For a few hours at Trio Records Studio in downtown Milwaukee, Heaggan-Brown again became KB Domo, rapping in a blue and gold floppy hat about the tribulations of growing up black in a city of struggling schools and stunted futures and cops who too often seemed more like enemies than protectors.
“I’mma start a riot like it’s Baltimore,” he rapped.
Then Heaggan-Brown returned to his new career as a rapper turned copper, a hip-hop cop, seemingly just the person to convince the people of the neighborhood that the police are in fact protectors and not enemies. He had been on the job for just six months on the bitterly cold February night in 2014 when he and another cop brought a homeless woman into the warmth of the Copper Kettle diner. The cops handed a waitress $20, telling her to give the woman whatever she wanted and to let her stay until closing at 9 p.m. The cops returned at that hour and took the woman to a shelter.
“Now how about this kind of caring by our Police Department?” wrote the citizen whose letter to the Milwaukee Post brought the good deed to public attention.
Heaggan-Brown did have some unspecified difficulties that caused the department to place him on limited duty in the midst of his 16-month probationary period, but he was reinstated after 97 days. At least one citizen would later grumble that Heaggan-Brown was “too eager” as he patrolled streets where he now sought to bring reason if no longer rhyme. He does not appear to have received any official complaints.
A supervisor, Capt. Shunta Boston-Smith, did her part by taking what were called “goodwill walks” and paused last April to jump rope with a 9-year-old named Za’layia Jenkins. The youngster asked a question that was only reasonable in a city where 15 children had been shot in the previous two years.
“Will you keep me safe?”
On May 5, Za’layia became the 16th shot child when she was struck by a stray bullet as she sat in a house while visiting family. The doctors fought to save her, but she was pronounced brain dead on May 16, one day before her 10th birthday.
“This little girl slipped the bonds of earth and touched the face of God,” Capt. Aaron Raap was moved to say.
The violence continued, claiming grown-ups as well as children. Five adults were shot to death in nine hours leading from last Friday night into Saturday morning. The police department would later note to the Milwaukee Sentinel that three of those killings were in the immediate area of where Heaggan-Brown and his partner were patrolling on Saturday afternoon.
“As everyone knows, this was a very, very violent 24 hours in the city of Milwaukee,” Assistant Police Chief Jessup later said. “Our officers are out here taking risks on behalf of the community and making split-second decisions.”
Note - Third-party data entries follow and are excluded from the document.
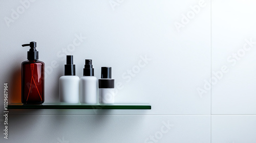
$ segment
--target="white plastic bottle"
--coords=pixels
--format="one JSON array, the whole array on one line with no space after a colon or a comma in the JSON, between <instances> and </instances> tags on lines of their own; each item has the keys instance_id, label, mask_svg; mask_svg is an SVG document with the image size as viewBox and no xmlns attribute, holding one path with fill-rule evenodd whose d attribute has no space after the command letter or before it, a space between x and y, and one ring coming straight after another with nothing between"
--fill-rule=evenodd
<instances>
[{"instance_id":1,"label":"white plastic bottle","mask_svg":"<svg viewBox=\"0 0 256 143\"><path fill-rule=\"evenodd\" d=\"M115 80L111 79L111 67L101 67L101 79L99 79L99 103L115 103Z\"/></svg>"},{"instance_id":2,"label":"white plastic bottle","mask_svg":"<svg viewBox=\"0 0 256 143\"><path fill-rule=\"evenodd\" d=\"M94 77L94 70L92 60L86 59L83 77L80 79L80 103L81 104L97 104L97 78Z\"/></svg>"},{"instance_id":3,"label":"white plastic bottle","mask_svg":"<svg viewBox=\"0 0 256 143\"><path fill-rule=\"evenodd\" d=\"M78 104L79 102L79 78L76 76L73 55L67 56L65 76L59 78L59 100L61 104Z\"/></svg>"}]
</instances>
Around 3:30 p.m., Heaggan-Brown and his partner pulled over a car after seeing what the police department would describe as “suspicious activity.” The two occupants scattered, and Heaggan-Brown chased after 23-year-old Sylville Smith. The cop and Smith are said to have known each other in their days at Casimir Pulaski High School.
The department would subsequently report that Heaggan-Brown was wearing a body camera and that the footage shows that Smith turned toward the cop with a handgun in his right hand.
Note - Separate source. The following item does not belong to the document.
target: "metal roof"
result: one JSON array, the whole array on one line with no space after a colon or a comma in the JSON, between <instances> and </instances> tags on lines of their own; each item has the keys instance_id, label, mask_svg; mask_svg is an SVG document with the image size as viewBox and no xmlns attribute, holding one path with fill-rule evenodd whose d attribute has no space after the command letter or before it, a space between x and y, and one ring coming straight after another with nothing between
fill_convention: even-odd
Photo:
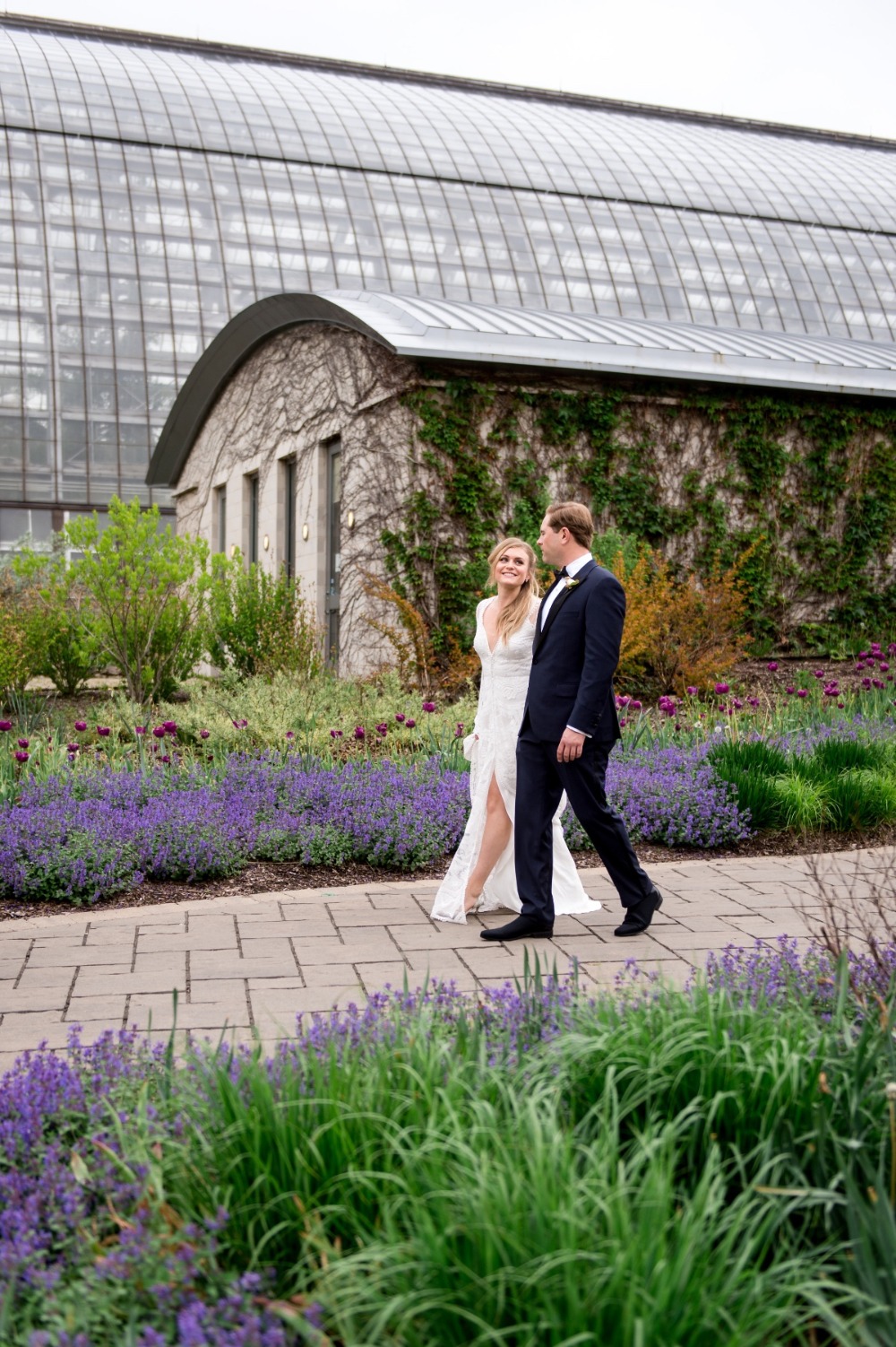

But Milwaukee Police Chief Edward Flynn reported that the footage does not establish precisely when Heaggan-Brown fired.
“I can’t tell when the officer discharges his firearm because with many body-worn cameras, certainly all of ours, there’s a 30-second delay before the audio kicks on,” Flynn told the press on Sunday. “I don’t know when the shots were fired.”
The manual for the Axon Flex cameras that the Milwaukee Police Department employs in fact reports that “both video and audio will be recorded” the moment the camera is fully activated.
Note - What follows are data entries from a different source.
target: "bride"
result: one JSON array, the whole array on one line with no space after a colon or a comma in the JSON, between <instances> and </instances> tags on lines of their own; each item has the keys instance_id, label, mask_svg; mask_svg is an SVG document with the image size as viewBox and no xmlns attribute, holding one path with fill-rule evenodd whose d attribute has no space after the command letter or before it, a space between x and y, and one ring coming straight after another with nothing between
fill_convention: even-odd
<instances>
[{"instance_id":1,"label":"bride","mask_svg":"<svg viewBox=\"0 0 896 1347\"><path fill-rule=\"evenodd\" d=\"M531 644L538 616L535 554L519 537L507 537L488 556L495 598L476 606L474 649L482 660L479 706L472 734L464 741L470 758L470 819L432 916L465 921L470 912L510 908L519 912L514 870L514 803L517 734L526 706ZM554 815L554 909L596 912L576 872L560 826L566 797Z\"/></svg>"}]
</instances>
But Heaggan-Brown may not have switched his camera from the STANDBY mode to the EVENT mode until the instants immediately after the shooting. The STANDBY mode includes a “pre-event” feature that perpetually captures the 30 seconds prior to full activation and then automatically adds it to the recording in EVENT mode.
In Saturday’s shooting, these pre-activation 30 seconds were apparently enough to capture the entire incident, but there is a hitch: The buffer only records video, not audio.
As a result—in what can been seen as either a delay in the device or a delay in the cop—the body cam not only failed to record the shots, but it also cannot confirm a report that Heaggan-Brown ordered Smith to drop the gun before firing.
Milwaukee Mayor Tom Barrett saw only a still from the silent video, but he seemed more than convinced that Heaggan-Brown had acted properly.
“There were 23 rounds in that gun that that officer was staring at. I want to make sure we don’t lose any police officers in this community, either,” Barrett later told the press.
As word of the shooting spread, the North Side of Milwaukee erupted in a riot very much like it was Baltimore for three nights. Gov. Scott Walker activated the National Guard.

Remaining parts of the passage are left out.